Posted to issues@spark.apache.org by "Dong Wang (Jira)" <ji...@apache.org> on 2019/11/11 12:24:00 UTC
[jira] [Created] (SPARK-29844) Wrong unpersist strategy in
ml.recommendation.ASL.train
Dong Wang created SPARK-29844:
---------------------------------
Summary: Wrong unpersist strategy in ml.recommendation.ASL.train
Key: SPARK-29844
URL: https://issues.apache.org/jira/browse/SPARK-29844
Project: Spark
Issue Type: Improvement
Components: ML
Affects Versions: 3.0.0
Reporter: Dong Wang
In ml.recommendation.ASL.train(), there are many intermediate RDDs. At the end of the method, these RDDs invoke unpersist(), but the timings of unpersist is not right, which will cause recomputation and memory waste.
{code:scala}
val userIdAndFactors = userInBlocks
.mapValues(_.srcIds)
.join(userFactors)
.mapPartitions({ items =>
items.flatMap { case (_, (ids, factors)) =>
ids.view.zip(factors)
}
// Preserve the partitioning because IDs are consistent with the partitioners in userInBlocks
// and userFactors.
}, preservesPartitioning = true)
.setName("userFactors")
.persist(finalRDDStorageLevel) // Missing unpersist, but hard to fix
val itemIdAndFactors = itemInBlocks
.mapValues(_.srcIds)
.join(itemFactors)
.mapPartitions({ items =>
items.flatMap { case (_, (ids, factors)) =>
ids.view.zip(factors)
}
}, preservesPartitioning = true)
.setName("itemFactors")
.persist(finalRDDStorageLevel) // Missing unpersist, but hard to fix
if (finalRDDStorageLevel != StorageLevel.NONE) {
userIdAndFactors.count()
itemFactors.unpersist() // Premature unpersist
itemIdAndFactors.count()
userInBlocks.unpersist() // Lagging unpersist
userOutBlocks.unpersist() // Lagging unpersist
itemInBlocks.unpersist()
itemOutBlocks.unpersist() // Lagging unpersist
blockRatings.unpersist() // Lagging unpersist
}
(userIdAndFactors, itemIdAndFactors)
}
{code}
1. Unpersist itemFactors too early. itemIdAndFactors.count() will use itemFactors. So itemFactors will be recomputed.

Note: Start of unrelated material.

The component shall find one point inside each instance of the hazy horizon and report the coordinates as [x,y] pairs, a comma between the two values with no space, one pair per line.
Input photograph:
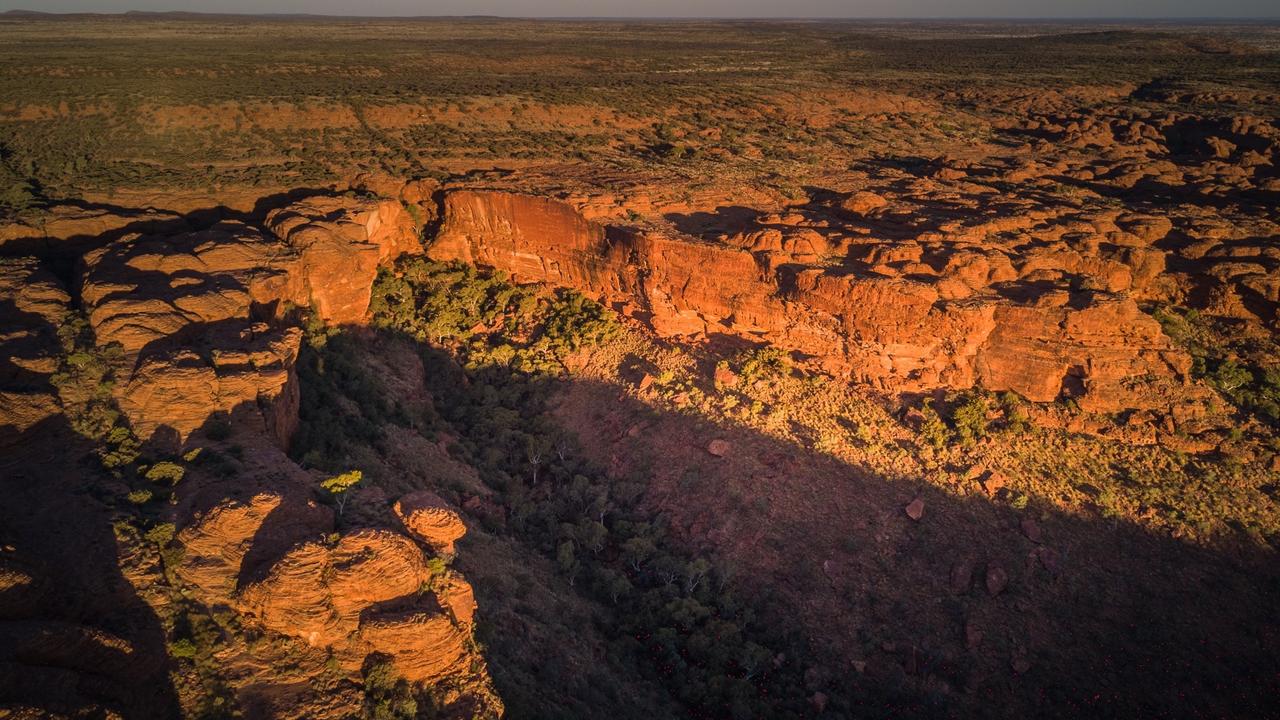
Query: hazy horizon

2. Unpersist userInBlocks, userOutBlocks, itemOutBlocks, and blockRatings too late. The final action - itemIdAndFactors.count() will not use these RDDs, so these RDDs can be unpersisted before it to save memory.
By the way, itemIdAndFactors is persisted here but will never be unpersisted util the application ends. It may hurts the performance, but I think it's hard to fix.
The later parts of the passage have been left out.